4. **Update Q-Values**:
   - With probability 0.5, update \( Q_1 \):
     $$
     Q_1(s, a) \leftarrow Q_1(s, a) + \alpha \left[ r + \gamma Q_2(s', \arg\max_a Q_1(s', a)) - Q_1(s, a) \right]
     $$
   - With probability 0.5, update \( Q_2 \):
     $$
     Q_2(s, a) \leftarrow Q_2(s, a) + \alpha \left[ r + \gamma Q_1(s', \arg\max_a Q_2(s', a)) - Q_2(s, a) \right]
     $$
5. **Repeat**: Repeat the process for each episode until convergence.

### Step 1: Set up the environment


In [None]:
import torch
import gym
import matplotlib.pyplot as plt

env = gym.make('Taxi-v3')

n_episode = 3000
length_episode = [0] * n_episode
total_reward_episode = [0] * n_episode

n_state = env.observation_space.n
n_action = env.action_space.n

print(f"Number of states: {n_state}")
print(f"Number of actions: {n_action}")

env.reset()
env.render()

### Step 2: Implement the epsilon-greedy policy

In [None]:
def gen_epsilon_greedy_policy(n_action, epsilon):
    def policy_function(state, Q):
        probs = torch.ones(n_action) * epsilon / n_action
        best_action = torch.argmax(Q[state]).item()
        probs[best_action] += 1.0 - epsilon
        action = torch.multinomial(probs, 1).item()
        return action

    return policy_function

### Step 3: Implement the Double Q-Learning Algorithm


In [None]:
def double_q_learning(env, gamma, n_episode, alpha):
    """
    Builds the optimal policy using the Double Q-learning algorithm with
    a decoupled strategy.
    @param env: OpenAI Gym environment name
    @param gamma: discount factor
    @param n_episode: number of episodes
    @param alpha: learning rate
    @return: optimal Q-function and policy
    """
    n_action = env.action_space.n
    n_state = env.observation_space.n
    Q1 = torch.zeros(n_state, n_action)
    Q2 = torch.zeros(n_state, n_action)
    for episode in range(n_episode):
        state = env.reset()
        is_done = False
        while not is_done:
            action = epsilon_greedy_policy(state, Q1 + Q2)
            next_state, reward, is_done, info = env.step(action)
            if torch.rand(1).item() < 0.5:
                best_next_action = torch.argmax(Q1[next_state])
                td_delta = reward + gamma * Q2[next_state][best_next_action] - Q1[state][action]
                Q1[state][action] += alpha * td_delta
            else:
                best_next_action = torch.argmax(Q2[next_state])
                td_delta = reward + gamma * Q1[next_state][best_next_action] - Q2[state][action]
                Q2[state][action] += alpha * td_delta
            length_episode[episode] += 1
            total_reward_episode[episode] += reward
            if is_done:
                break
            state = next_state
    policy = {}
    Q = Q1 + Q2
    for state in range(n_state):
        policy[state] = torch.argmax(Q[state]).item()
    return Q, policy

In [None]:
gamma = 1
alpha = 0.4
epsilon = 0.1
epsilon_greedy_policy = gen_epsilon_greedy_policy(env.action_space.n, epsilon)

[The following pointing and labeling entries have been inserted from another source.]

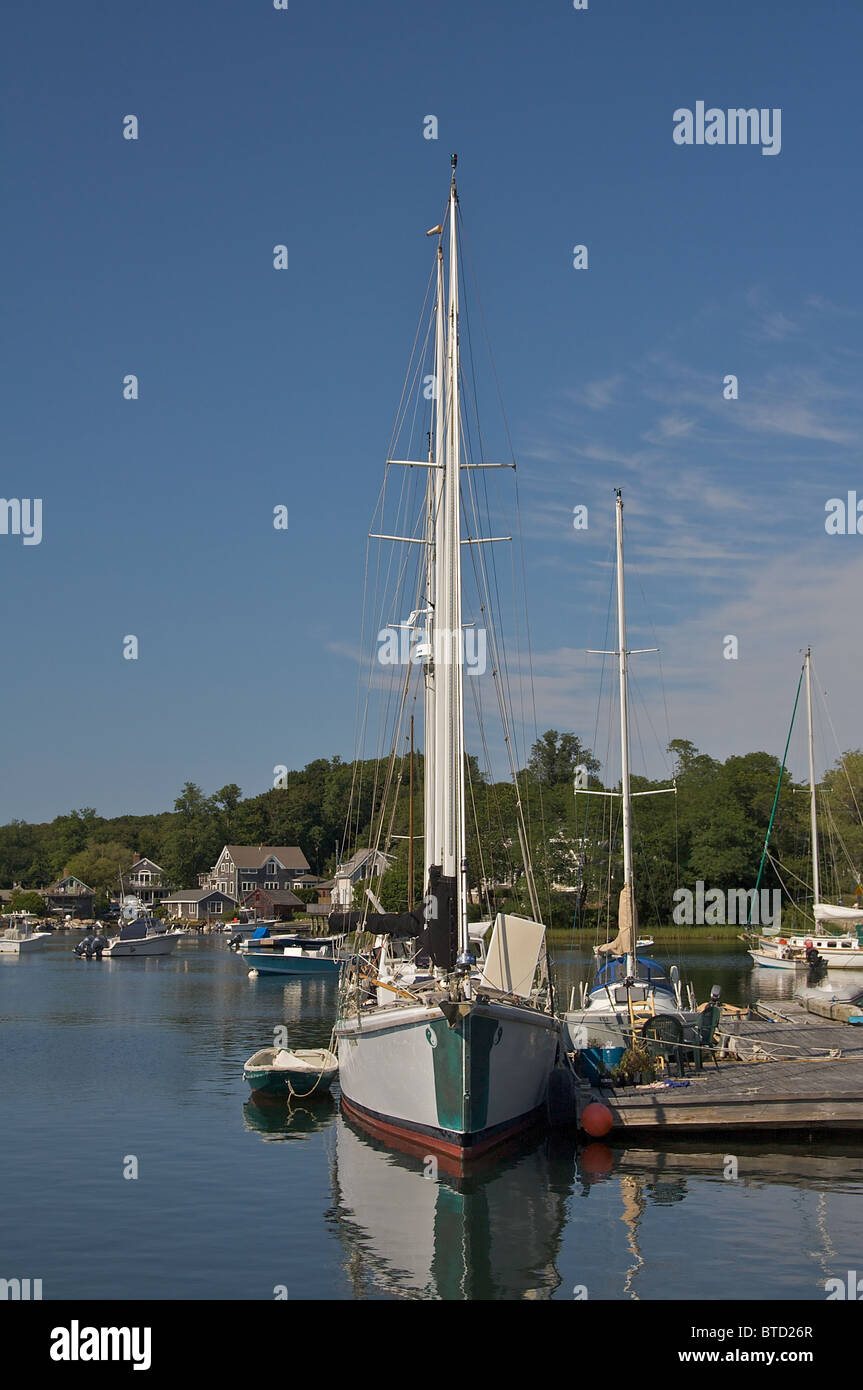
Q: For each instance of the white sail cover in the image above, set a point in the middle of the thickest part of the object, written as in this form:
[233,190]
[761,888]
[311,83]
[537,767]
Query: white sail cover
[831,912]
[513,955]
[627,925]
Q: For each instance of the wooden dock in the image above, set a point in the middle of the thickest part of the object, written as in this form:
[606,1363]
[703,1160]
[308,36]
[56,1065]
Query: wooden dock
[783,1068]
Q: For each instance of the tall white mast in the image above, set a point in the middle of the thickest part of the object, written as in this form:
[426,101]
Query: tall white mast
[449,708]
[624,741]
[813,816]
[434,503]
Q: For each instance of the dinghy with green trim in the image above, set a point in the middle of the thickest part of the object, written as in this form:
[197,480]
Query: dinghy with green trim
[303,1073]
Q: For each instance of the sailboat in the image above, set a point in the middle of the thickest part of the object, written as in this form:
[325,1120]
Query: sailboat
[432,1045]
[628,987]
[837,950]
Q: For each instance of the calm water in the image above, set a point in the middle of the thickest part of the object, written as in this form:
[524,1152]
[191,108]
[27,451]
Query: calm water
[143,1059]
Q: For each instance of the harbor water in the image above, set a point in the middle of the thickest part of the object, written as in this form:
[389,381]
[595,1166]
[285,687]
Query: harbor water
[134,1164]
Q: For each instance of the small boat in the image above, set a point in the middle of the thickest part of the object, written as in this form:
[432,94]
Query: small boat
[139,933]
[293,955]
[837,941]
[20,938]
[291,1073]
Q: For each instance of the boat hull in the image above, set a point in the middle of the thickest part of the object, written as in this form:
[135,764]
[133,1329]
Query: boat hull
[774,962]
[460,1087]
[148,945]
[284,1082]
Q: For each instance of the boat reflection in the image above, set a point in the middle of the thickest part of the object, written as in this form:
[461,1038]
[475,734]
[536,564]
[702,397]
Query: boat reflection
[277,1119]
[412,1230]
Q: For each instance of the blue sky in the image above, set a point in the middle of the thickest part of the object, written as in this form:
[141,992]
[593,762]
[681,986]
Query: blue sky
[305,127]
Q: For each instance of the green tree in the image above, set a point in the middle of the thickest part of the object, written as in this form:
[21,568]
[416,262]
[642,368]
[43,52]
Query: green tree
[100,866]
[25,901]
[555,758]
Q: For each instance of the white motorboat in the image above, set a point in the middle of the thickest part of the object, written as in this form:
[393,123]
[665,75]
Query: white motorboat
[21,937]
[628,988]
[141,934]
[828,944]
[456,1058]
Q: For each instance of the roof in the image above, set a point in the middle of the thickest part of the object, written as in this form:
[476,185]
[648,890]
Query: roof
[255,856]
[278,897]
[196,894]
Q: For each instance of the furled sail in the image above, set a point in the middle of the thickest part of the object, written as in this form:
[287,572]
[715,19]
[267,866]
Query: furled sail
[627,925]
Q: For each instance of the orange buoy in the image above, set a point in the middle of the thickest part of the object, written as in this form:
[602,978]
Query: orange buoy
[596,1161]
[596,1119]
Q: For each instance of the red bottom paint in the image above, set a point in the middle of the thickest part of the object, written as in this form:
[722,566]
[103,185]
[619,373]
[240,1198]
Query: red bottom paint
[453,1157]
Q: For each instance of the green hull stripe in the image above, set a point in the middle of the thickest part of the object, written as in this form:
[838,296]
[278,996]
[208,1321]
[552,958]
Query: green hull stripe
[462,1061]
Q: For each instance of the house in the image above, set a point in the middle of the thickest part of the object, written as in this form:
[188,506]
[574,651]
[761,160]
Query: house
[366,863]
[145,880]
[71,897]
[241,869]
[199,904]
[273,902]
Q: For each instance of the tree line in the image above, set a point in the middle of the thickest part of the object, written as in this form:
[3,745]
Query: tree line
[710,829]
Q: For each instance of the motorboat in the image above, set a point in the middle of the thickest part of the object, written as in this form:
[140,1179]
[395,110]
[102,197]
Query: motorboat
[299,1073]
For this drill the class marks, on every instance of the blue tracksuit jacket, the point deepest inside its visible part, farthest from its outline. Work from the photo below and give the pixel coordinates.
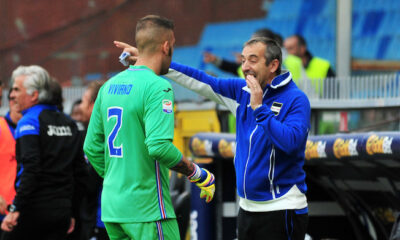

optimal_Q, optimal_policy = double_q_learning(env, gamma, n_episode, alpha)

### Step 4: Visualize the Results

In [None]:
plt.plot(length_episode)
plt.title('Episode Length Over Time')
plt.xlabel('Episode')
plt.ylabel('Length')
plt.show()

plt.plot(total_reward_episode)
plt.title('Total Reward Per Episode Over Time')
plt.xlabel('Episode')
plt.ylabel('Total Reward')
plt.show()


## Summary

These reinforcement learning algorithms help agents learn optimal policies by iteratively updating their Q-values based on the rewards received from the environment. Q-Learning, SARSA, and Double Q-Learning each have their own strategies for balancing exploration and exploitation, updating Q-values, and reducing bias, making them suitable for different types of problems.